理数探究利用とIBDP利用の二次プレゼンスライドは事前提出

理数探究利用とIBDP利用では、第一次選考通過後に提出するプレゼン資料の締切が10月12日と明記されています(P23)。スライドは3枚以内で、PDF形式です。提出期限が1次合格発表(10月9日)の3日後なので、理数探究利用とIBDP利用を受験する方は、事前に準備しておく必要がありそうです。

スケジュール

項目日時
Web出願登録・検定料納入2026年9月1日(火) 10:00 ~ 9月8日(火) 23:59
出願書類提出期限2026年9月9日(水) 23:59
※国内は当日消印有効、海外からの送付物は必着
第一次選考(書類選考)結果通知2026年10月9日(金) 11:00
プレゼン資料提出締切
※理数探究利用・IBDP利用のみ
2026年10月12日(月) 23:59
第二次選考(対面面接)2026年10月17日(土)
合格発表2026年11月2日(月) 11:00
入学手続締切2026年11月11日(水)

まとめ

以上が2027年度の変更点のまとめです。

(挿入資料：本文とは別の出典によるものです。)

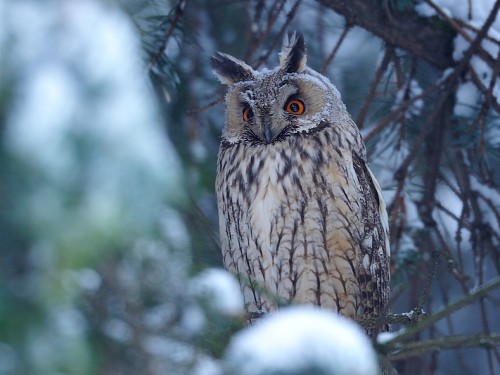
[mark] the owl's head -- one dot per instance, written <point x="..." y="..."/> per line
<point x="264" y="107"/>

概ね例年通りですが、生成AIの利用の禁止が明記された点や、二次面接が対面になった事、過去の合格者の外部英語試験の平均スコアが公開された点は注目されます。

特に生成AIに関しては今年度から「書類の作成には用いてはいけない」と明言されました。ICUの総合型選抜は小論文などの書類作成が課されていますが、応募の段階でそれを書くことになるので、一部の受験生は生成AIを全面的に用いて応募書類を作成しているという状況があるものと考えられます。

一方で、小論文や願書等を読んで評価する側は、似たような文章を大量に読むことになるので、生成AI利用の有無を完全に判別できないものの、受験生自身の言葉で述べられている文章からは、明らかに光るものが感じられます。

従来のAO入試と同じですが、応募書類の文章は、自分の言葉で自分自身の考えを書くことが重要だと言えそうです。

ICU総合型選抜受験生は大学公式サイトの要項やスケジュールをよく確認した上で準備していきましょう。